Before, you were standing by the horse pens, close to the dogs. Now you’re on the other side of the driveway, from walking back from the outhouse, your chin and mouth black with blood.

Neither of these last two know you’re in the world at all. That day in the snow they shot you, to them it’s just another day, another hunt.

That’s why it has to be like this.

You could have taken them at any point over the last day, day and a half, but that’s not even close to what they deserve. They need to feel what you felt. Their whole world has to be torn from their belly, shoved into a shallow hole.

The first one out of the lodge is the Sees Elk one, Cassidy. The name already leaves a bad taste in your mouth. He’s standing in front of the lawn chair he left his clothes on. At first he’d grabbed the boy’s bright white shirt when it was right there by the lodge, but he put it back, even trying to get it folded again, patting it into place. His own shirt isn’t on the lawn chair anymore, but his pants are still there. He’s trying to put them on but he’s sweaty and they’re tight and it’s not working.

He grunts with frustration, sits in the chair and then straightens out in it, flattening his body to try to find less resistance. It’s not the angle, though, it’s the stickiness. The chair folds over, the left pair of hollow aluminum legs bending in.

He stands from the tangle, his pants halfway up, and slings the chair around and around, launches it as high and as far as he can, out past the horse pens.

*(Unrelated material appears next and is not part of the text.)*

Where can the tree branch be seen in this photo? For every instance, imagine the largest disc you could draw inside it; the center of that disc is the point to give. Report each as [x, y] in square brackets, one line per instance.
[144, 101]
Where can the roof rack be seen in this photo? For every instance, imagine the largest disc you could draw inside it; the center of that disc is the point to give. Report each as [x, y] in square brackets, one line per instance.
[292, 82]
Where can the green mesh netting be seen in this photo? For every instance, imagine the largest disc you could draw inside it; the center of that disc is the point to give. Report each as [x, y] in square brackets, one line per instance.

It’s because he watches it fall that he sees his shirt, a smear in the darkness over to the left of the trucks.

“Gonna shoot those dogs,” he says, and takes up the black thermos, stalks out there.

A moment later the other one, Cross Guns—Gabriel, the first one to shoot his rifle into the herd that day in the snow—is standing naked in front of the lodge, watching his friend stalk off into the darkness.

For once he doesn’t say anything.

Slowly, he becomes aware again of the lights in the camper still on, and of his own nakedness. He covers himself with his hands, darts to his own fallen-down bent-over chair, does the pants dance just the same as the other one.

“Victor?” he says all around, his voice deep like that can balance out his nakedness.

He rolls his shirt on sleeve by sleeve and you remember what the boy said before, about one team being shirts, the other skins.

“Guess the ceremony’s over,” Gabriel says, still watching Cassidy.

He’s wrong. The ceremony’s just starting.

Look over to the other one now.

Cassidy yanks his shirt up from the ground, tries to shove his right arm through the sleeve, but … it’s wet, it’s soaked something up, something more than just snow.

He peels back out of it, studies the spreading stain.

Blood.

It’s then that he registers what he’s standing in the middle of.